Um civil, preso em Outubro de 1975, por suspeita de ter colaborado na agressão ou tentativa de roubo a um furriel, queixa-se de "ter sido espancado ao longo de cinco dias, com o que lhe provocaram feridas diversas" e de "ter sido obrigado a dar duas voltas à parada, a rastejar, nu, a beijar as botas dos militares e o emblema do regimento". "Mais refere tentativas de sevícias sexuais, ameaças de morte com uma pistola e de lançamento por uma janela". A um militar, preso na mesma altura, por denúncia de uma prostituta que o acusava de ser chefe de uma quadrilha de ladrões, "ameaçaram-no de irem buscar o filho, de oito anos de idade, e de o agredirem na presença dele até confessar os crimes praticados". Os militares ouvidos sublinharam que "no RPM reinava um ambiente de generalizada indisciplina, mesmo anarquia". Um caso de tortura por espancamento resultou em internamento hospitalar por 14 dias, com perda de conhecimento durante dois dias.
Regimento de Artilharia de Lisboa (RALIS)
A Comissão recolheu queixas de 11 pessoas, que formam a parte mais brutal do relatório.

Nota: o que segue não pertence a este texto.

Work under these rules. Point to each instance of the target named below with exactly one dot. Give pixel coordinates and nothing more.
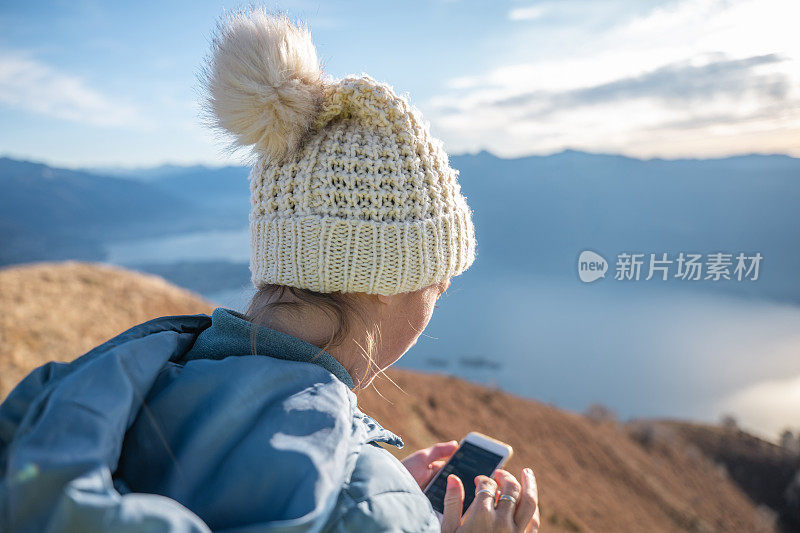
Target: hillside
(592, 475)
(57, 311)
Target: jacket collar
(230, 334)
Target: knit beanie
(349, 191)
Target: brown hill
(56, 311)
(592, 475)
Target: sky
(115, 84)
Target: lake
(642, 351)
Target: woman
(249, 422)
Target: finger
(509, 487)
(534, 524)
(426, 476)
(453, 504)
(528, 506)
(436, 466)
(442, 450)
(484, 502)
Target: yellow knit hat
(349, 191)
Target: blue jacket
(174, 426)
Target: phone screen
(468, 461)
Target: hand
(487, 512)
(424, 464)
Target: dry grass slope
(593, 476)
(57, 311)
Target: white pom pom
(263, 81)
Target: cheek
(423, 311)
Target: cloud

José Jaime Coelho, ex-fuzileiro, foi "sequestrado" a 15 de Maio de 1975 por vários militares do Ralis e um civil, tendo sido levado, de olhos vendados, para uma casa particular, no Restelo, onde "foi interrogado e maltratado". O interrogatório incidia sobre actividades relativas a um eventual golpe de Estado. "foi atado de pés e mãos, agredido por várias formas até ao ponto de desmaiar, sofreu tortura psíquica por saber que a sua mulher também estava presa, ouvir os seus gritos e assistir a actos indecorosos contra ela". Foi levado ainda para outra casa na zona de Sintra, onde "fizeram-lhe suportar nos olhos a incidência de raios infra-vermelhos", enfiaram-lhe um balde na cabeça, ameaçaram-no de morte e torturam-no em posição de estátua. Depois de ter passado pelos hospitais de Santa Maria e de Caxias, ficou preso em Caxias. Esteve três meses em regime de incomunicabilidade.

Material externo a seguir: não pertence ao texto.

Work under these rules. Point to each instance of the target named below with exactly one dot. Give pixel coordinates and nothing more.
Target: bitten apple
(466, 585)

A sua mulher, Maria Natércia Coelho da Silva, foi levada do hotel onde estava, a 15 de Maio de 1975, por seis ou sete indivíduos de camuflado. Foi levada à presença do marido na casa do Restelo, amarraram-na de pés e mãos e deram-lhe comprimentos. "quando acordou tornaram-lhe a bater, durante toda a noite, não a deixando dormir; cerca das 11 horas do dia seguinte, deram-lhe a beber um líquido de cor branca, de sabor muito amargo e foi levada à presença do marido, o qual estava deitado sobre uma mesa, sem dar acordo de si, com os olhos negros a espumar, pela boca, um líquido negro; não se recordo do que lhe aconteceu a seguir, até cerca das 15 horas, altura em que um indivíduo a agarrou e levou de rastos para outro quarto tornando-lhe a bater; foi levada pouco depois para outra sala, onde ficou sozinha com outro indivíduo que a ameaçou, lhe bateu, a mordeu e a tentou violar (...) mais tarde apareceram duas raparigas que lhe bateram, a morderam e não permitiram que dormisse". A 17 de Maio foi levada para o Ralis e no dia seguinte conduzida para a estação de Santa Apolónia.

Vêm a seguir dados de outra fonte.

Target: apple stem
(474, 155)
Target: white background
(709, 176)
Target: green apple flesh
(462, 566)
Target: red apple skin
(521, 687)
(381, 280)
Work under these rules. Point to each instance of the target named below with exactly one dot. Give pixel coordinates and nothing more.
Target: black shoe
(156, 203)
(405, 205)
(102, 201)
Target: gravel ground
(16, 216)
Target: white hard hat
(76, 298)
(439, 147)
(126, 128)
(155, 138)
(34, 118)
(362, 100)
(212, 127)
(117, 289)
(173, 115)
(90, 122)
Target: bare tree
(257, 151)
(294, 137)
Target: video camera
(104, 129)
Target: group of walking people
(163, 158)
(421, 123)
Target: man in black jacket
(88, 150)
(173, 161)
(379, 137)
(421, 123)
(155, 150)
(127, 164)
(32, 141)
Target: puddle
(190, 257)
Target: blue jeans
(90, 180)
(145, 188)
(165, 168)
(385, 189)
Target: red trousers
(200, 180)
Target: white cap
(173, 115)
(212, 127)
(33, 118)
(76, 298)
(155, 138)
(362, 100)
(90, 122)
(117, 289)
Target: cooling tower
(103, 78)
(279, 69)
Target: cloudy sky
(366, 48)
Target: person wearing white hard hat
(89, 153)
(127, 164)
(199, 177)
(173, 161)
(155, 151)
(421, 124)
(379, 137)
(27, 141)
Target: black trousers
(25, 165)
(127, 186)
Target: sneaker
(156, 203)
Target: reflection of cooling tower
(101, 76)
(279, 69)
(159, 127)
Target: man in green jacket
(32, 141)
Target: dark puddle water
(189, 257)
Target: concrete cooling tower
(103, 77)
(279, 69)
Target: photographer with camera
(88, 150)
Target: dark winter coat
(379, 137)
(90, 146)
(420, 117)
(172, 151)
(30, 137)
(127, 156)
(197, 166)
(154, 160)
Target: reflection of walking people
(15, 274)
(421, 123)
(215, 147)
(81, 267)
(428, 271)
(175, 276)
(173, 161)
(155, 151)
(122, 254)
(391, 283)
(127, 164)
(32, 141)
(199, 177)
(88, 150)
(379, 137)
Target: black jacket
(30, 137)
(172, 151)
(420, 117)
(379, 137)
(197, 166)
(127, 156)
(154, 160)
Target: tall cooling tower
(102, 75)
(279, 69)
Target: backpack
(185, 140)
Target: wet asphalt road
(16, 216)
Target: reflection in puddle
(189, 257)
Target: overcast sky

O alferes Marcelino da Mata "foi torturado com choques eléctricos nos ouvidos, sexo e nariz, de que resultou ter desmaiado".
O aspirante José António Cardoso Veloso e o seu pai, o juiz conselheiro do Supremo Tribunal Administrativo, Francisco José de Sousa Veloso, foram presos a 18 de Maio de 1975. Foram levados para o Ralis, onde o juiz "foi sujeito a interrogatórios e maus tratos e onde o seu filho foi torturado e seviciado". Pretendiam que confessassem fazer parte de uma "rede contra-revolucionária que preparava um golpe contra o regime". A descrição da tortura ao aspirante é feita pelo pai: "Voltado para a parede, com os braços ao alto, foi espancado com bofetadas, murros e chicotadas com cinturão, pontapés nas pernas e tornozelos, batimentos contra a parede, umas vezes com a cabeça outras com o corpo todo; foi obrigado a rastejar, fizeram-lhe torções de braços atrás das costas e pressões e apertões em pontos dolorosos; por duas ou três vezes simularam estrangulá-lo, apertando-lhe o pescoço com as mãos até não poder respirar e ficar cianusado; apontaram-lhe uma pistola à nuca e às têmporas; deitado de barriga para baixo, dobraram-lhe as pernas para trás na máxima extensão possível e ligaram-lhe com uma corda o pescoço, as mãos e os pés, ficando estes quase junto da nuca o que o obrigava a arquear o corpo e levantar a cabeça para não se estrangular a si próprio (...) foi picado com uma navalha em várias partes do corpo e apertaram-lhe violentamente os testículos com a mãos, duas ou três vezes".
A Comissão conclui que os sequestros de Coelho da Silva e mulher foram "levados a efeito por instigação de militantes do MRPP, civis e militares, os quais também nelas tomaram parte, denunciando Coelho da Silva como elemento do ELP [Exército de Libertação de Portugal] e empenhado em actividades clandestinas".
Algumas Conclusões
Foram praticados dois crimes de cárcere privado, acompanhados de tortura e violenta agressão física, imputáveis a civis e militares
· Houve centenas de prisões arbitrárias, sendo de destacar as efectuadas na sequência do 28 de Setembro e do 11 de Março e as desencadeadas, com cariz diferente, a partir do regimento de Polícia Militar
· Algumas dessas prisões resultaram de denúncias anónimas, outras de informação ou indicação de organizações partidárias ou sindicais e muitas de solicitações verbais, até telefónicas, designadamente do Gabinete do primeiro-ministro, do Ministério do Trabalho, do SDCI, do Serviço de Coordenação da Extinção da PIDE/DGS e Legião Portuguesa, da comissão "ad hoc" para o 28 de Setembro, da comissão de inquérito ao 11 de Março, do gabinete do Almirante Rosa Coutinho.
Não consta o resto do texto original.